Damping is an invaluable tool in all vibration contexts where it is possible that some excitation frequency may coincide with a system resonance. In the context of aero-engines, that means when the engine rotor spin speed is the same as a so-called “critical speed”. The main existing approach to damping is to exploit squeeze-film dampers (SFDs). Many of the options that engineers would naturally take for other vibration problems are not applicable in aero-engines because the dampers must be tolerant to reasonably high temperatures and they must not degrade over thousands of hours of operation.
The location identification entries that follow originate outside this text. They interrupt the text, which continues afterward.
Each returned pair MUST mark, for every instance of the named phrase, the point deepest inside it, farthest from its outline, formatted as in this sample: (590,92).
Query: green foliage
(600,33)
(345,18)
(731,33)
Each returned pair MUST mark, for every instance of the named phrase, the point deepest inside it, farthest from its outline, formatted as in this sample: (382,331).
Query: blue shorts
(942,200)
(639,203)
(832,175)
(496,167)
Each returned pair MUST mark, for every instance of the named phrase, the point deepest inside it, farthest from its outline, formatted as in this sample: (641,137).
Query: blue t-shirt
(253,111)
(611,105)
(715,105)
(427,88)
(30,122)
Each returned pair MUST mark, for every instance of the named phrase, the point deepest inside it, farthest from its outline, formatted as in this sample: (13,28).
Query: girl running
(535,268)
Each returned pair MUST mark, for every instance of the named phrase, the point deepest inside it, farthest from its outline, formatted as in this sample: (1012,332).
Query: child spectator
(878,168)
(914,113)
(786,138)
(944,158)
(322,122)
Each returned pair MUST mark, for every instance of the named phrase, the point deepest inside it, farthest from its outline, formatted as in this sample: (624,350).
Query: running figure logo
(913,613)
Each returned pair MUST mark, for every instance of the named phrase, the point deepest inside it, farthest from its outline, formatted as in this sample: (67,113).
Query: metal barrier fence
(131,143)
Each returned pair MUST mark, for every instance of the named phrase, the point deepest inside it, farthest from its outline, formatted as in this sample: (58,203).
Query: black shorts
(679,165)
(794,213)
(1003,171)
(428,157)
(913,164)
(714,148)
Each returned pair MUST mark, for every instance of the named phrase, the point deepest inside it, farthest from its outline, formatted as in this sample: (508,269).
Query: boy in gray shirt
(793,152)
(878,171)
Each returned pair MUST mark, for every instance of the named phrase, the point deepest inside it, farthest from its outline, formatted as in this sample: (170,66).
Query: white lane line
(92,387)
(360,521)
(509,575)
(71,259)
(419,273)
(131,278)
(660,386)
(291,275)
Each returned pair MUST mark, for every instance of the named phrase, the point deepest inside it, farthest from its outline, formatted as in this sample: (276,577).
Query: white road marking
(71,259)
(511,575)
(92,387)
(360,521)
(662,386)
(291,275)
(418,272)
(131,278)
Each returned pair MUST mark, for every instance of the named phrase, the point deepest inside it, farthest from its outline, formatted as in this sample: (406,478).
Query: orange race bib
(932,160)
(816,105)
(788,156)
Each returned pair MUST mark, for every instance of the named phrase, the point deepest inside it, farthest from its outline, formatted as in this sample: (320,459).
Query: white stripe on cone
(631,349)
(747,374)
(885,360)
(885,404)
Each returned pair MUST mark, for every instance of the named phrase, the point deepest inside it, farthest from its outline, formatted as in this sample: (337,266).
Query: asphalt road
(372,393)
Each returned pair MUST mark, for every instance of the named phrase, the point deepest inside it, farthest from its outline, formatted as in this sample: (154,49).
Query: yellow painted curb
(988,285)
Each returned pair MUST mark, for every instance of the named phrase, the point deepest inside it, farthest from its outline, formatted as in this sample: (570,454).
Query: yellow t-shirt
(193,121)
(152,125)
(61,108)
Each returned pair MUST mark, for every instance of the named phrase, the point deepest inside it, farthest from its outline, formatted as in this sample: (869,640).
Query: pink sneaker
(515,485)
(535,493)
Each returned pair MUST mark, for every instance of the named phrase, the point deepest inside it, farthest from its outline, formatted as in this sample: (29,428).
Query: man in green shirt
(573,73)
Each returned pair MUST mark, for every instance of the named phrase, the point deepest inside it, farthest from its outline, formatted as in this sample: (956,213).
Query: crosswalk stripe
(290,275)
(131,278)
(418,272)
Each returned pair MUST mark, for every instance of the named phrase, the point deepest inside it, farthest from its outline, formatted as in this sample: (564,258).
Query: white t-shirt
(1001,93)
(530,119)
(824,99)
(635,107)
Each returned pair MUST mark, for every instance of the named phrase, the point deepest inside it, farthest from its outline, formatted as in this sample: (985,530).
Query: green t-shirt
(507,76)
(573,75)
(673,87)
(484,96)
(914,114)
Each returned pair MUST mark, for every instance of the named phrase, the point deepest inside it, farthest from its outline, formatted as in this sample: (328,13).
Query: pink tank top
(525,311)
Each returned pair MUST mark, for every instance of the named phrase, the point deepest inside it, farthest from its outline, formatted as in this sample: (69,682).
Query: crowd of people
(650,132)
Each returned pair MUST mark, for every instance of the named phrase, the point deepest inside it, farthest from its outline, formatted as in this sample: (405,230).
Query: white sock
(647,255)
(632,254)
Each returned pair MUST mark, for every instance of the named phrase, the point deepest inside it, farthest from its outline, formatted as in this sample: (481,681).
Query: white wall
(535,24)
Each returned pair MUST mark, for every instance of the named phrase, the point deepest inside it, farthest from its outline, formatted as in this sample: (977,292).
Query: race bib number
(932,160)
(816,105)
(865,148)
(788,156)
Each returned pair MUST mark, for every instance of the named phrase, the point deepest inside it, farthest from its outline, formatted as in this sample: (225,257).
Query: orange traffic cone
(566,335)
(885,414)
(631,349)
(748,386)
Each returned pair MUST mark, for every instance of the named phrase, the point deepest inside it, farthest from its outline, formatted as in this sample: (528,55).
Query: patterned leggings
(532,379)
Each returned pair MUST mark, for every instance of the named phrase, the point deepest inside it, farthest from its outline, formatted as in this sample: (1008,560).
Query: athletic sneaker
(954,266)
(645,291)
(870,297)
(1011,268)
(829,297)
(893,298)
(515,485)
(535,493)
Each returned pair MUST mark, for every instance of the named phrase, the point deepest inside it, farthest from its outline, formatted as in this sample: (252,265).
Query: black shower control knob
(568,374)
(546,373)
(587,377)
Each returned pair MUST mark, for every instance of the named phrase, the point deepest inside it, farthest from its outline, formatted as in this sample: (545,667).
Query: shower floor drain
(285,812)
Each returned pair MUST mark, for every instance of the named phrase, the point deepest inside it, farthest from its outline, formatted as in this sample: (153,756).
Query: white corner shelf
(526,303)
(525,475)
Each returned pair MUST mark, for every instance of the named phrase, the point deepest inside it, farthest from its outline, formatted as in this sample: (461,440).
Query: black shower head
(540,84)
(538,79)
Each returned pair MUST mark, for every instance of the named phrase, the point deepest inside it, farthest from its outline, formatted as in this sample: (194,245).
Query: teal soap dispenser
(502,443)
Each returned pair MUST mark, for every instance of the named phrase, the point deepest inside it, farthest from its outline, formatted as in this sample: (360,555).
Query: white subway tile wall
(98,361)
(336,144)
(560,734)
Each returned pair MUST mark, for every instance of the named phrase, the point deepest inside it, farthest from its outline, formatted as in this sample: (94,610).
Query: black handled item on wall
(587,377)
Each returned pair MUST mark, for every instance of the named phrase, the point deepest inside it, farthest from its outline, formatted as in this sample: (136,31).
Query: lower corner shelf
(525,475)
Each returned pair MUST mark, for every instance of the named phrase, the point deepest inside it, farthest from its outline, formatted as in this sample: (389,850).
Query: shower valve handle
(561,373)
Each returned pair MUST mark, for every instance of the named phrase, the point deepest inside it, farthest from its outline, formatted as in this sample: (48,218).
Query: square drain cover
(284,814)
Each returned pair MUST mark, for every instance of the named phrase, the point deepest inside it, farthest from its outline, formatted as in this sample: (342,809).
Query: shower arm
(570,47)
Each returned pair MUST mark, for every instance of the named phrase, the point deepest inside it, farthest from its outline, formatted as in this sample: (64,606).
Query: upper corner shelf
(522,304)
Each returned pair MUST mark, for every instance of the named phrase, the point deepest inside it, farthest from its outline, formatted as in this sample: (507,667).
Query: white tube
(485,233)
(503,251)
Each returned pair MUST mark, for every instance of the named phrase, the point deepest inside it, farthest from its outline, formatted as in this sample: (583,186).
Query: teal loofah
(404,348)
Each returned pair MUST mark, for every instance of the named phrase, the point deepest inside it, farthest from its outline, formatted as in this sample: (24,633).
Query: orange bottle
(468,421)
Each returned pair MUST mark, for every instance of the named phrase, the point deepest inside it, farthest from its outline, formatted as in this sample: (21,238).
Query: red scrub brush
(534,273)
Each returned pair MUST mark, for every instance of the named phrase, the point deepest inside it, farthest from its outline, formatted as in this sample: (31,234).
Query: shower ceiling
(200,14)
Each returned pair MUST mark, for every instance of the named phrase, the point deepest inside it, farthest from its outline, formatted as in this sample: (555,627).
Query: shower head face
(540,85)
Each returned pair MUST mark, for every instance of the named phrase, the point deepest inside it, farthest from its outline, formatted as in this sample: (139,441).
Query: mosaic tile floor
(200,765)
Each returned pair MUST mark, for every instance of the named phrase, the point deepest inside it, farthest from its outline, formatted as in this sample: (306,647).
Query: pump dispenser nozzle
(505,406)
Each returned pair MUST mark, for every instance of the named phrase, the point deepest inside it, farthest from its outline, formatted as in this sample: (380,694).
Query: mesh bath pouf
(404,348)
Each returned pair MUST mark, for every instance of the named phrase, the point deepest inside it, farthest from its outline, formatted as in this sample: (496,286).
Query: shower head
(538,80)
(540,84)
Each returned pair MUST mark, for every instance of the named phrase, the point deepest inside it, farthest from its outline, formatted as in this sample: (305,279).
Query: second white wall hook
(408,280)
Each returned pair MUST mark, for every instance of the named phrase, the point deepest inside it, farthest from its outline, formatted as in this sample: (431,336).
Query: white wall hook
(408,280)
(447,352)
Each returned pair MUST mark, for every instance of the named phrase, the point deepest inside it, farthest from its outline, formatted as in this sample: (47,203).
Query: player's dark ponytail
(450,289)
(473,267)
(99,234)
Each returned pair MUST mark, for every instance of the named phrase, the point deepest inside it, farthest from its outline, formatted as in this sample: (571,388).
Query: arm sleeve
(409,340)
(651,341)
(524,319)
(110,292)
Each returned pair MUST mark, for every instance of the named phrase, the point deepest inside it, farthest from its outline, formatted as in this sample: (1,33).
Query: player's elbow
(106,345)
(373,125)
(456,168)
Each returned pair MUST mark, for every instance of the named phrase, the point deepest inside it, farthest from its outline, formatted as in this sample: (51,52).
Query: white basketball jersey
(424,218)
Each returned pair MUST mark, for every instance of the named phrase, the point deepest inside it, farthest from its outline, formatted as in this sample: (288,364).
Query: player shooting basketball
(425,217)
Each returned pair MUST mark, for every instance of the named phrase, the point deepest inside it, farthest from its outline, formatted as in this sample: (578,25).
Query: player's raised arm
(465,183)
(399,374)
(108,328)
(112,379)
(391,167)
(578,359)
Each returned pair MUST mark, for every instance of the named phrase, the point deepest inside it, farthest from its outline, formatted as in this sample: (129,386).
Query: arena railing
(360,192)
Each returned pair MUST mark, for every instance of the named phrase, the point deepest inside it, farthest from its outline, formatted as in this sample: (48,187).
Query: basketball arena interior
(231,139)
The key research objectives of this PhD study are:
- Understand the operation of existing SFDs better
- Develop an improved insight into how the intrinsic highly non-linear behaviour of SFDs manifests itself inside the vibration characteristics of aero-engines
- Achieve insight into the distribution of vibration responses that can arise from a single engine design based on small variations in geometry and material properties
- Propose and analyse design evolutions / revolutions for SFDs or other damping provisions that will improve the robustness of future aero-engine designs by delivering more consistent performance.
- Obtain further experimental evidence to support the above.
The research will be conducted at the University of Nottingham within the Gas Turbines and Transmissions research centre – a research group with ~50 people. It will be supported actively by experts from Rolls-Royce. The project is especially timely at present because a new generation of aero-engines is being engineered that will have more critical speeds within the range of normal running speeds. As such, there is significant scope for this work to make a real difference to future designs.
The student will gain a broad range of experience and skills spanning the development and use of dynamic models, the design processes involved with critical hardware, some experimentation and modern techniques in data analysis.